# CS446/519 Class Session 5 - Exercise
## Exploring the running time for testing if there is an edge between a pair of vertices

In this exercise, we'll compare the asymptotic computational running time for testing if there is an edge between a pair of vertices, averaged over all the vertices in the graph. We'll do it for an undirected graph (Barabasi-Albert model) with an average vertex degree that will be fixed for a given graph but that we will vary.

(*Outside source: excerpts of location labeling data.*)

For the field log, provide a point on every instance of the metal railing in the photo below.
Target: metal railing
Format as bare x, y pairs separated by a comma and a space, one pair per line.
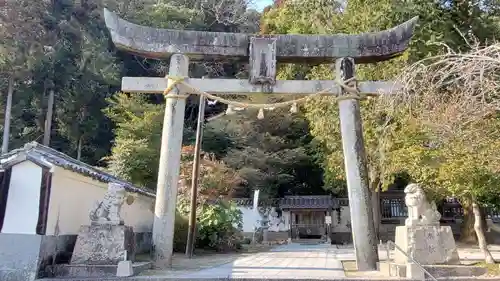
408, 256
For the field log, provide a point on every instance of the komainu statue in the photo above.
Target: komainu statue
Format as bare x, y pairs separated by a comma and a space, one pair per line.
420, 211
107, 211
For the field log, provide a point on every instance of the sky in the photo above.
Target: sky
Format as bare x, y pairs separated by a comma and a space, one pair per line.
261, 4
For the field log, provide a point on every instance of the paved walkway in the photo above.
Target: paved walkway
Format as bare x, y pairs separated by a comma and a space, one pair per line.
292, 261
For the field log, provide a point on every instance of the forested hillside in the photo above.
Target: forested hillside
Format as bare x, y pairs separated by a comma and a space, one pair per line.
60, 50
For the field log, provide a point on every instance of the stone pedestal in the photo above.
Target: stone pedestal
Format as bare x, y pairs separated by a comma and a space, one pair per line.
104, 244
428, 245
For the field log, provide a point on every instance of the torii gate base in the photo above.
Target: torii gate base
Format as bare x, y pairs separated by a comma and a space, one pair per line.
263, 54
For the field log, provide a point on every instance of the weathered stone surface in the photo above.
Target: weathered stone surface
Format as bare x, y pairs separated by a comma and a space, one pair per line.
161, 43
104, 245
107, 211
438, 271
124, 269
363, 229
428, 245
420, 210
75, 271
243, 86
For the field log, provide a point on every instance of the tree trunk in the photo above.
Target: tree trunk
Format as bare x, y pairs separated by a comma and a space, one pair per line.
48, 119
467, 234
478, 227
8, 109
79, 148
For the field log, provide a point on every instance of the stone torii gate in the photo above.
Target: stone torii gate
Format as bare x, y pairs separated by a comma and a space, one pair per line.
262, 53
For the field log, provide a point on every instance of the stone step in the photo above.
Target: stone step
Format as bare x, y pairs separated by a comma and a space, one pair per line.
154, 278
79, 272
438, 271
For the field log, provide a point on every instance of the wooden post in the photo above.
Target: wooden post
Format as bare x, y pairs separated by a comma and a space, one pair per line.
168, 171
363, 230
194, 179
8, 110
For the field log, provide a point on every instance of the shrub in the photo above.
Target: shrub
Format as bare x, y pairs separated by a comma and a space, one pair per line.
180, 233
219, 227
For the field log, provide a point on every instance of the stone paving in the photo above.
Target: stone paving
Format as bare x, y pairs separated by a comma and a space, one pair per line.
293, 261
283, 262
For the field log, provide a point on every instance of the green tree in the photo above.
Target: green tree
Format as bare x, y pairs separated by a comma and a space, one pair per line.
438, 22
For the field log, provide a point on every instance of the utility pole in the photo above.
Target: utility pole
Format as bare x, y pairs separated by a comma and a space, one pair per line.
48, 119
8, 110
194, 178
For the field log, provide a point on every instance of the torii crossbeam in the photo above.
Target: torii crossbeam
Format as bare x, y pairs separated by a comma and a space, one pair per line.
262, 53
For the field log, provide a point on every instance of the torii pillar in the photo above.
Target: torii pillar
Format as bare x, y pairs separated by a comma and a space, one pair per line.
262, 53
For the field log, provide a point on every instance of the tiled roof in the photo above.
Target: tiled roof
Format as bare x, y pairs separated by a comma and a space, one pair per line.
308, 202
46, 157
294, 202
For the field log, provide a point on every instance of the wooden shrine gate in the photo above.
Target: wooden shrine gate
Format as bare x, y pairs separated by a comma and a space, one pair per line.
262, 53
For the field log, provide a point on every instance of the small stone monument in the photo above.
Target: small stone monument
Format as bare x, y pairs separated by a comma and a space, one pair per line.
422, 237
106, 241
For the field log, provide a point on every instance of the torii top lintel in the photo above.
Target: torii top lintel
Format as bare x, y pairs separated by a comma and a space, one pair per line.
199, 45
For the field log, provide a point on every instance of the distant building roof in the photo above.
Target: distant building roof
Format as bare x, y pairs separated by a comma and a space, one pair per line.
308, 202
294, 202
46, 157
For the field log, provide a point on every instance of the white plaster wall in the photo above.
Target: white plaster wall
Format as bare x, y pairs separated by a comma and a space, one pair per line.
250, 220
21, 214
73, 195
345, 220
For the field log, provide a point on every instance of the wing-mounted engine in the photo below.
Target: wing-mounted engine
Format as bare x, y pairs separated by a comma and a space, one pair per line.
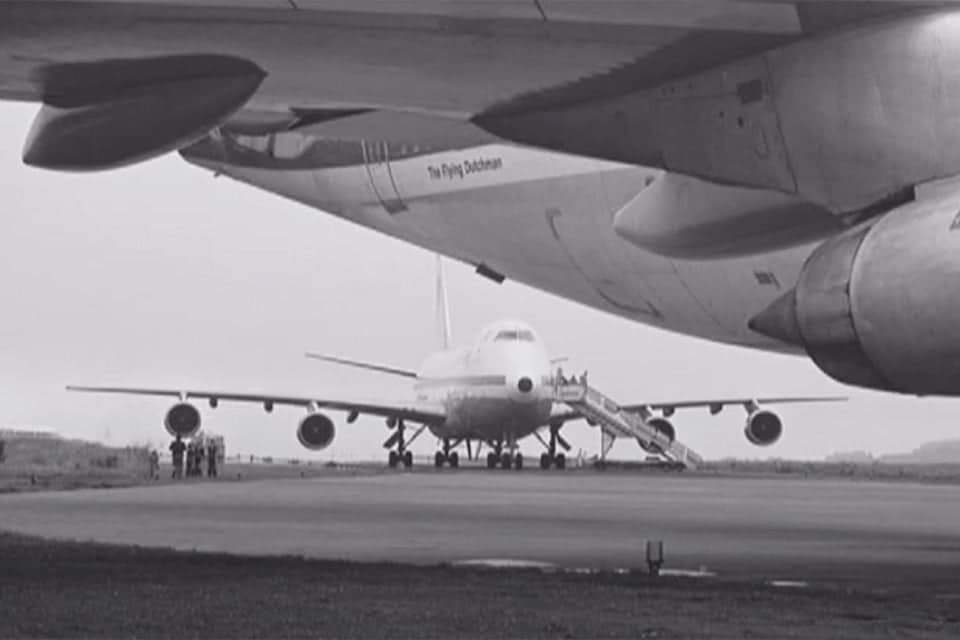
763, 427
878, 306
108, 114
663, 427
183, 419
682, 217
316, 431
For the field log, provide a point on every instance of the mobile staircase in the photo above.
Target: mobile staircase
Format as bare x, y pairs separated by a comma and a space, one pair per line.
616, 422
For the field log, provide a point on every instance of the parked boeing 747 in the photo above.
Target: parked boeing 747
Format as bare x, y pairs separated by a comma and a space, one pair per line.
497, 391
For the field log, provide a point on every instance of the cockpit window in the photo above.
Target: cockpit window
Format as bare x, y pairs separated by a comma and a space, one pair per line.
513, 336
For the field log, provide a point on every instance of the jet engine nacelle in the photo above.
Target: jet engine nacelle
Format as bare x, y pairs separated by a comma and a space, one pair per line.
316, 432
763, 428
113, 113
663, 426
877, 306
183, 419
667, 434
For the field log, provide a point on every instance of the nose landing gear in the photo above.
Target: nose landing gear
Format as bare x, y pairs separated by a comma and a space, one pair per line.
551, 457
446, 456
400, 455
505, 459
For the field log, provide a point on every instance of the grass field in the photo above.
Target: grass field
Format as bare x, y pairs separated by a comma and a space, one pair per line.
54, 463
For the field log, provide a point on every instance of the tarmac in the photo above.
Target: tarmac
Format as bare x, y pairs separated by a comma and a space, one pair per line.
780, 528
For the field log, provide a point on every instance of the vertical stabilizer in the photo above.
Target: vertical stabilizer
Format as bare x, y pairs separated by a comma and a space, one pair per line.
443, 311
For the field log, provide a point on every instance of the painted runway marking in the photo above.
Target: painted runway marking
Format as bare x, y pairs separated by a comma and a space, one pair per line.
789, 584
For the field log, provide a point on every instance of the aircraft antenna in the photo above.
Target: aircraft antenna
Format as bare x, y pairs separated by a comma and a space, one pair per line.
443, 310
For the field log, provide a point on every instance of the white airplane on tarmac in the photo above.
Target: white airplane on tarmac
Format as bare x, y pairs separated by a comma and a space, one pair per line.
779, 174
499, 390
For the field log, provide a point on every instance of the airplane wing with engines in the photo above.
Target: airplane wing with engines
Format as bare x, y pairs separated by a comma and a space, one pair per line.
418, 412
715, 406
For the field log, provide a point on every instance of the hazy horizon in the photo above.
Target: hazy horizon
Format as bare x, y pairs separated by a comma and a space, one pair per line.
162, 275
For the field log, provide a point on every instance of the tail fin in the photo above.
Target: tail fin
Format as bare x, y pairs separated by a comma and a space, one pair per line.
443, 311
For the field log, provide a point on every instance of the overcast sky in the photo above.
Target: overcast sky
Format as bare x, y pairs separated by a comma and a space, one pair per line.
163, 275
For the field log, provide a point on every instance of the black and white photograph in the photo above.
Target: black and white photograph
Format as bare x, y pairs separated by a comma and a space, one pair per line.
502, 319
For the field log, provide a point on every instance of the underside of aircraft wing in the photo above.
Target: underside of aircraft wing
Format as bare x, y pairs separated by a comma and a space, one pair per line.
449, 71
423, 413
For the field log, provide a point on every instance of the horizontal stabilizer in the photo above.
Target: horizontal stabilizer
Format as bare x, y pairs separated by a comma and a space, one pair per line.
364, 365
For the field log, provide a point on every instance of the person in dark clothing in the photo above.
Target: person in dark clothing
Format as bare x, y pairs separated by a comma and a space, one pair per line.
212, 459
198, 459
177, 448
154, 465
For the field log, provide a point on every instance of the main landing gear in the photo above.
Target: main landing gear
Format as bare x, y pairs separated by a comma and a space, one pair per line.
401, 454
551, 458
504, 459
446, 456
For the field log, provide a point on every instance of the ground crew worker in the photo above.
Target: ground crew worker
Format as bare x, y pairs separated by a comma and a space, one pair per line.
177, 449
154, 465
212, 459
198, 459
190, 459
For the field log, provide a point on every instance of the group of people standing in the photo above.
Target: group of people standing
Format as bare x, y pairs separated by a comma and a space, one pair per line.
195, 452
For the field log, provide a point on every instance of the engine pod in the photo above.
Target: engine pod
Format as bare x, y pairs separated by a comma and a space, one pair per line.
111, 114
682, 217
183, 419
316, 432
877, 306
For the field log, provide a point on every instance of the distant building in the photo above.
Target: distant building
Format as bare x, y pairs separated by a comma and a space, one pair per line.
856, 457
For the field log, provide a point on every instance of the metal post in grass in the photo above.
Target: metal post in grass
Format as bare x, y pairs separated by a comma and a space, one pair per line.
654, 556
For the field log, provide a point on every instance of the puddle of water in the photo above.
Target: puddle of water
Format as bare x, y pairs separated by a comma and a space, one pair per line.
504, 563
789, 584
688, 573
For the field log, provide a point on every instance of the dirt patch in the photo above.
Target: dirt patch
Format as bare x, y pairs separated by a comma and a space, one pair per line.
54, 589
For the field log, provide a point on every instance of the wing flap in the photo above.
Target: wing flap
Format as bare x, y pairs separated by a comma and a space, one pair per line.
425, 413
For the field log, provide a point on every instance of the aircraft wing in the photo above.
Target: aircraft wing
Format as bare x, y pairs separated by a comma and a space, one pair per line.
717, 404
347, 66
419, 412
561, 414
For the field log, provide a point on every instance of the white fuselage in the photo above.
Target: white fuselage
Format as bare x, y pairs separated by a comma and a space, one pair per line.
500, 389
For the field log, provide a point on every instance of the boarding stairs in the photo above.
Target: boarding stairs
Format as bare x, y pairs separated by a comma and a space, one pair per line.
616, 422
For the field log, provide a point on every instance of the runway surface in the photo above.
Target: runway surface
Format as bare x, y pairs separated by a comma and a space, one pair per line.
785, 528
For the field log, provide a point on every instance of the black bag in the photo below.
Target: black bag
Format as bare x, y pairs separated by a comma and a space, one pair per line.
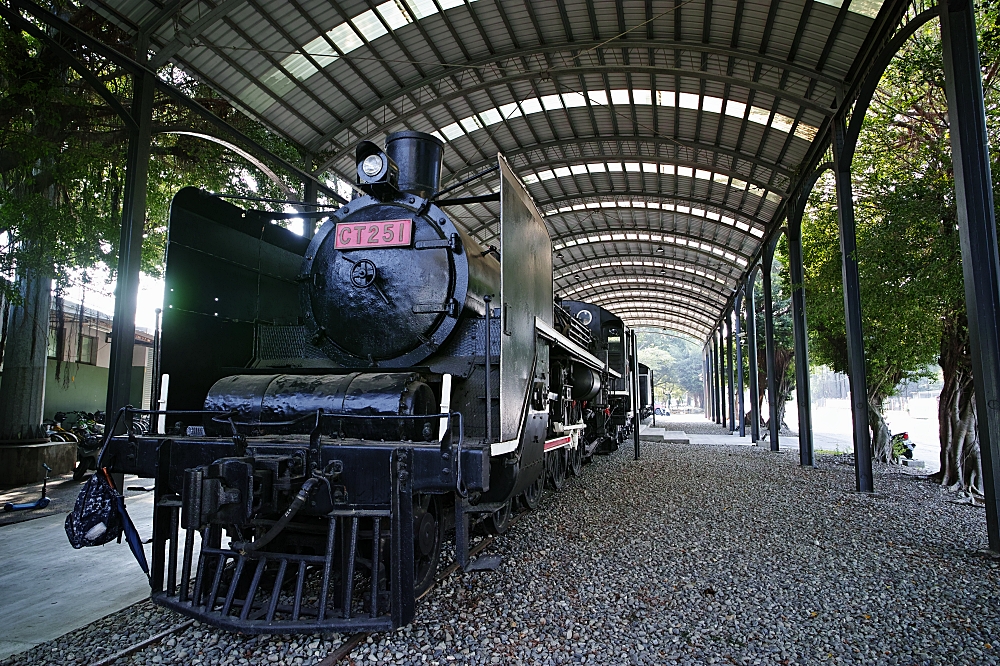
95, 519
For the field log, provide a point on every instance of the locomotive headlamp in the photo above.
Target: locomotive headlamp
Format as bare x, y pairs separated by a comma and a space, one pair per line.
377, 174
372, 165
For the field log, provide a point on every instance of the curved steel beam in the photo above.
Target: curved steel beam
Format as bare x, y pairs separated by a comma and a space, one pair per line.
691, 164
655, 212
669, 329
689, 202
651, 289
521, 55
573, 73
562, 238
657, 141
867, 90
639, 305
242, 153
665, 244
18, 23
704, 284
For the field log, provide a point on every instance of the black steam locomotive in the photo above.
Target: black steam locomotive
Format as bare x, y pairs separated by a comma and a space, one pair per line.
337, 405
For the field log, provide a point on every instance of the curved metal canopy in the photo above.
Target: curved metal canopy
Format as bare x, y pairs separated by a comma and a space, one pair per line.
660, 138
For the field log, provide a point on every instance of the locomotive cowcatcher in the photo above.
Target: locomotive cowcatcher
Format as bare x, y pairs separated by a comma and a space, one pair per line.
336, 405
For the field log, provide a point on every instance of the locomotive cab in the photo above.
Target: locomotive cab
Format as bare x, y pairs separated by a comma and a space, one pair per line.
336, 405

The  number of vertices of the graph will be fixed at 1000.

We'll need the "bintrees" package in order to get an implementation of a binary search tree (AVLTree is the class that we will use).

In [1]:
import numpy as np
import igraph
import timeit
import itertools
import bintrees 

The next four functions show how to test whether a given pair of vertices has an edge between them:

In [2]:
def find_matrix(gmat, i, j):
    return (gmat[i,j] == 1)

In [3]:
def find_adj_list(adj_list, i, j):
    return j in adj_list[i]

In [4]:
def find_edge_list(edge_list, i, j):
    inds1 = np.where(edge_list[:,0] == i)[0]
    elems1 = edge_list[inds1, 1].tolist()
    inds2 = np.where(edge_list[:,1] == i)[0]
    elems2 = edge_list[inds2, 0].tolist()
    return j in (elems1 + elems2)

In [5]:
def find_bst_forest(bst_forest, i, j):
    return bst_forest[i].__contains__(j)

This function takes a graph in adjacency list format and makes an "adjacency forest" data structure.

In [8]:
def get_bst_forest(theadjlist):
    g_adj_list = theadjlist
    n = len(g_adj_list)
    theforest = []
    for i in range(0,n):        
        itree = bintrees.AVLTree()
        for j in g_adj_list[i]:
            itree.insert(j,1)
        theforest.append(itree)
    return theforest

Here is the code to run the simulation (generate the graph and obtain timing statistics). To keep the code running time reasonable, I decided to only compare the running times for the "adjacency list" and "adjacency forest" (aka "adjacency trees") graph data structures.  The parameter "n" is the number of vertices (fixed at 1000) and the parameter "k" is the average vertex degree (which we will vary in this exercise). For speed, I have turned off replication (by setting nrep=1 and nsubrep=1), but you can try it with larger values of nrep to see if the results hold up (I expect they will):

In [9]:
def do_sim(n, k):

    retlist = []
    
    nrep = 1
    nsubrep = 1
    
    for _ in itertools.repeat(None, nrep):
      
        # make the random undirected graph
        g = igraph.Graph.Barabasi(n, k)
        
        # get the graph in three different representations
        g_adj_list = g.get_adjlist()
        
        g_bst_forest = get_bst_forest(g_adj_list)
        
        start_time = timeit.default_timer()
        
        # inner loop only needs to go from i+1 to n, since the graph is undirected        
        for _ in itertools.repeat(None, nsubrep):
            for i in range(0, n):
                for j in range(i+1, n):
                    find_adj_list(g_adj_list, i, j)     
        
        adjlist_elapsed = timeit.default_timer() - start_time
            
        start_time = timeit.default_timer()
        
        # inner loop only needs to go from i+1 to n, since the graph is undirected
        for _ in itertools.repeat(None, nsubrep):
            for i in range(0, n):
                for j in range(i+1, n):
                    j in g_bst_forest[i]
                    
        forest_elapsed = timeit.default_timer() - start_time
        
        retlist.append([adjlist_elapsed, forest_elapsed])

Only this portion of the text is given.